According to the filing, a reasonable consumer understands “natural” to mean free from synthetic ingredients and those made via non-natural, synthetic methods. The case asserts that although the Listerine Naturals ingredients may begin as natural raw materials, the processes they undergo before making their way into the mouthwash leave them decidedly different than how they occur naturally.
Among the mouthwash’s active ingredients, sodium fluoride is a byproduct of the fertilizer industry, the suit says, and is made by reacting hydrofluoric acid with sodium carbonate or sodium hydroxide. The result of this process is a salt that is centrifuged and dried, according to the suit.
“Sodium fluoride is used for water fluoridation, to treat metal surfaces, etch glass and adjust pH in industrial textile processing,” the lawsuit says. “Sodium fluoride is toxic and can severely irritate the skin or eyes.”
The product’s inactive ingredients include sorbitol, a naturally occurring sweetener that when used in the mouthwash comes not from fruits but from corn starch “subject to hydrolysis and hydrogenation, with chemical catalysts, under high pressure,” the case continues. Also found as inactive ingredients are poloxamer 407, which is used to blend immiscible liquids in the mouthwash and is “believed to be highly toxic and linked to cancer”; methyl salicylate, which gives the product its wintergreen flavor and is produced for commercial purposes through synthetic means; and thymol, almost all of which is “entirely synthetic, produced from the precursor compound meta-cresol, an organic chemical extracted from coal tar.”

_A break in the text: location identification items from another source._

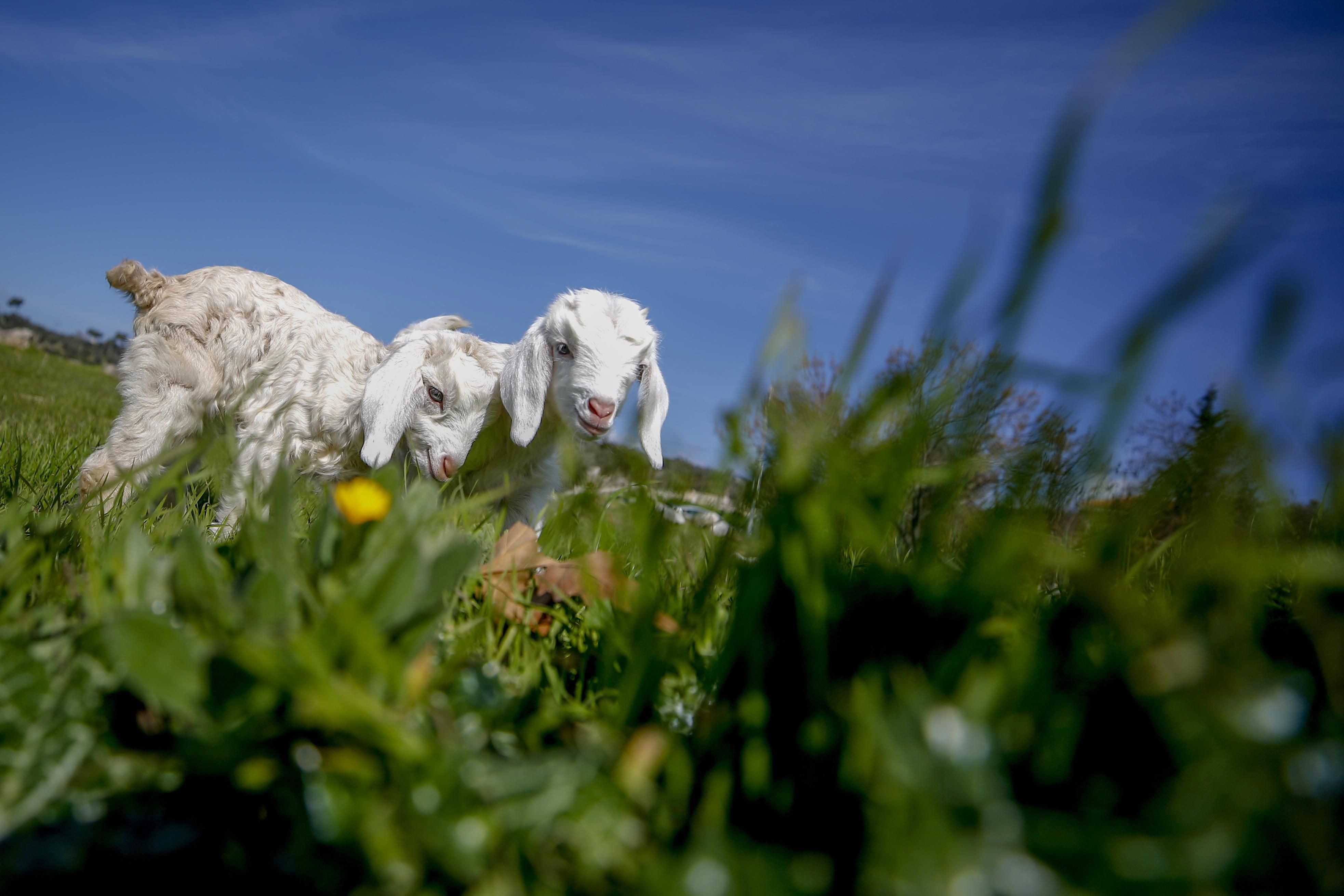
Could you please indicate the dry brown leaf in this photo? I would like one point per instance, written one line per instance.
(508, 574)
(595, 577)
(517, 550)
(519, 578)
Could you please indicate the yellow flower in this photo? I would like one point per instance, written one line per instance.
(362, 500)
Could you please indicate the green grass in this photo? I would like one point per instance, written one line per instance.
(935, 656)
(924, 660)
(53, 414)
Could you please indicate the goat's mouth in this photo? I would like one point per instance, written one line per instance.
(443, 471)
(596, 432)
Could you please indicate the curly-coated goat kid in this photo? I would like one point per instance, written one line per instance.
(304, 386)
(569, 373)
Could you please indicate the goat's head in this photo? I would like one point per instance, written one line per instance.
(578, 362)
(437, 387)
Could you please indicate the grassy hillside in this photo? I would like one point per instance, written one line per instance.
(932, 656)
(53, 413)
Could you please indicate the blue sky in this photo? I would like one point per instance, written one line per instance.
(398, 160)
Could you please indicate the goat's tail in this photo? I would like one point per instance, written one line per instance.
(142, 286)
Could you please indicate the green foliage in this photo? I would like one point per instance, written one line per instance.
(53, 414)
(925, 663)
(941, 651)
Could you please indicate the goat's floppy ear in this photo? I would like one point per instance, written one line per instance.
(389, 402)
(654, 410)
(443, 322)
(526, 381)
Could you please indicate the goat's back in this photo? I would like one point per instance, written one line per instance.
(242, 325)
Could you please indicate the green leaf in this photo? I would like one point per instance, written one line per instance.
(163, 664)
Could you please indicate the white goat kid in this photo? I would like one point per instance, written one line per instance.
(570, 371)
(304, 386)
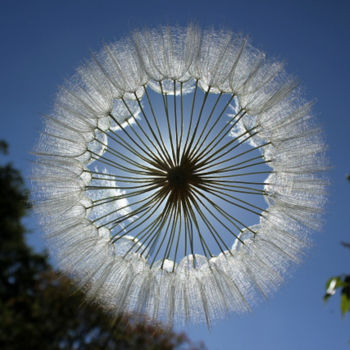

Still further, the complaint centers on the stevia sweetener in the mouthwash. In one method of commercial stevia production, steviol glycosides are extracted from the stevia leaf and then “harshly purified through chemical processes,” while a second method involves “genetic engineering and synthetic biology,” the suit says.
“Regardless of the method used, the claim that the Product is free from artificial sweeteners is misleading because stevia is made through an artificial process,” the complaint argues.
The complaint lastly challenges as misleading the “99% Naturally Derived Formula” claim on the product’s labeling, calling it “misleading for several reasons.” For one, the criteria by which the product can be considered 99 percent “naturally derived,” a standard known as ISO 16128, are “inconsistent with how reasonable consumers understand ‘natural,’” the case contends. Moreover, it permits products such as Listerine Naturals to include formulation water in its natural origin content, the suit says.
“If water was excluded, the percentage—even when using the above-criticized ISO 16128 standard for evaluating ingredients—would be significantly less than 99%,” the complaint alleges.
Per the lawsuit, most independent certification standards for natural products do not include water because its use inflated the percent of the total mass of the product that’s considered natural.
“No reasonable consumer would consider Coca-Cola as a drink containing substantially natural ingredients because it has a high-water content,” the complaint reads.
The suit looks to represent New York residents who bought Listerine Naturals herbal mint mouthwash during the applicable statute of limitations period.